Yakima and the state of Washington are on opposing sides in a U.S. Supreme Court case seeking to define “one person, one vote.” The state Attorney General’s Office has joined 20 other states in filing a friend-of-the-court brief opposing the plaintiffs in Evenwel v. Abbott, a Texas redistricting case that could in effect overturn Yakima’s new district-based council election system. Yakima previously filed a brief in support of the plaintiffs, who are seeking to require state legislative districts be drawn by eligible voter population and not total population, as is currently the practice in all 50 states. The brief filed by the 21 states in opposition to Evenwel says requiring states to redistrict based on eligible voters would disrupt their “long reliance on well-settled redistricting practices,” adding that states lack any “reliable, administrable method” to carry out such a process.
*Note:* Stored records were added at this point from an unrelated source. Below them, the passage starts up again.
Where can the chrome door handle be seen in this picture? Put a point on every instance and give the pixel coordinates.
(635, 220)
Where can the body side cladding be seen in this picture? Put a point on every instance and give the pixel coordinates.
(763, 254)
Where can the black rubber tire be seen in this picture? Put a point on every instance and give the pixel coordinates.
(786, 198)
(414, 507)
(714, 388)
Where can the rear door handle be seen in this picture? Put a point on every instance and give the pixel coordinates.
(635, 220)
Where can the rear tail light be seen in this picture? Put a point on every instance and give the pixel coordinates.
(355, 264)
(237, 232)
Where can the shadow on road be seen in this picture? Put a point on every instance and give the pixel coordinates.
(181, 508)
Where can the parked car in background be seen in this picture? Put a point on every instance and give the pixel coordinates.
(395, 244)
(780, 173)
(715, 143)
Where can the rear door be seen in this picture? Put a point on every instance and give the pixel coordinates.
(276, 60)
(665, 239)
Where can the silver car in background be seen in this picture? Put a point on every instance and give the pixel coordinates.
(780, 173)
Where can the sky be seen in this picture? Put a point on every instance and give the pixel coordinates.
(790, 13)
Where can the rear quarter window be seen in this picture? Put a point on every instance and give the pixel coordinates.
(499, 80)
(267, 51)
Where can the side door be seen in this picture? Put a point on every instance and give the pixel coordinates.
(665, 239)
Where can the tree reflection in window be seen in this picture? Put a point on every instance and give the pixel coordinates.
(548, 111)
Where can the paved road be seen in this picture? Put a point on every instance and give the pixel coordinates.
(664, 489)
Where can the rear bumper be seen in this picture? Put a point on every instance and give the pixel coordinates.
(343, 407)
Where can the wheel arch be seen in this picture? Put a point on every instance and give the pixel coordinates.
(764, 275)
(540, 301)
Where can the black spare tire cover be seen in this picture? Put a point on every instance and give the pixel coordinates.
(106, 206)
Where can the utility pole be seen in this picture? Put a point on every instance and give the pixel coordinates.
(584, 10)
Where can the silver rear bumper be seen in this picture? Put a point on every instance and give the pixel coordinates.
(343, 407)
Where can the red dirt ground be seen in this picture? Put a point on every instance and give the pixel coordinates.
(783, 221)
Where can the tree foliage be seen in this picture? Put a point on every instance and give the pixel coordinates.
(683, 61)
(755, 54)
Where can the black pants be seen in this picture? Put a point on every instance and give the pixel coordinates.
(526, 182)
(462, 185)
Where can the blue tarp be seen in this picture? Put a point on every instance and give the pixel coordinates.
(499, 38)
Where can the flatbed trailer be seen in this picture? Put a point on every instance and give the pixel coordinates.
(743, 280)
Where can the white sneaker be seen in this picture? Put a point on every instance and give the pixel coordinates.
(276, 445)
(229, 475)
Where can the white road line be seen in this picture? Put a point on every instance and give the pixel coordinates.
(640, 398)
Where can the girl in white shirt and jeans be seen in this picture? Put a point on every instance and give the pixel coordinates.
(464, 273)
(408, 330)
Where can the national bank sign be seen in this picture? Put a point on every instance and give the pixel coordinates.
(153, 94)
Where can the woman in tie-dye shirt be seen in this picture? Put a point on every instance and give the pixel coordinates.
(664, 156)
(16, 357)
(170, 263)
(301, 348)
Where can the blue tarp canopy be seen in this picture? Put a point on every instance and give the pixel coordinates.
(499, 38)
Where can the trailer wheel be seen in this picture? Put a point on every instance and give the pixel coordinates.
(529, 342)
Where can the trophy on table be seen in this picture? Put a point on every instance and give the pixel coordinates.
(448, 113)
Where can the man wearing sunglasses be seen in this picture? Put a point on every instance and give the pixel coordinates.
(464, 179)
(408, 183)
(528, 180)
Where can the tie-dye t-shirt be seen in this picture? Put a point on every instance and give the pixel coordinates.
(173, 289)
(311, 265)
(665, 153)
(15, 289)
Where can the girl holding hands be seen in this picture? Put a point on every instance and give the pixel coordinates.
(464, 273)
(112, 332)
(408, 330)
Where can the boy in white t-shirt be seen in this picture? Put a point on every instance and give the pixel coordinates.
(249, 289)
“If adopted by this court, appellants’ position would throw state redistricting across the country into chaos, replacing current, administrable practices with a standard that is ill-defined in theory and unworkable in practice,” the 63-page brief, filed Sept. 25, says.
That’s due in part to the fact that the U.S. Census doesn’t collect data on citizenship, an important metric in determining eligible voters, and estimates of those populations can be incomplete and inaccurate, according to the brief, which was authored by the state of New York.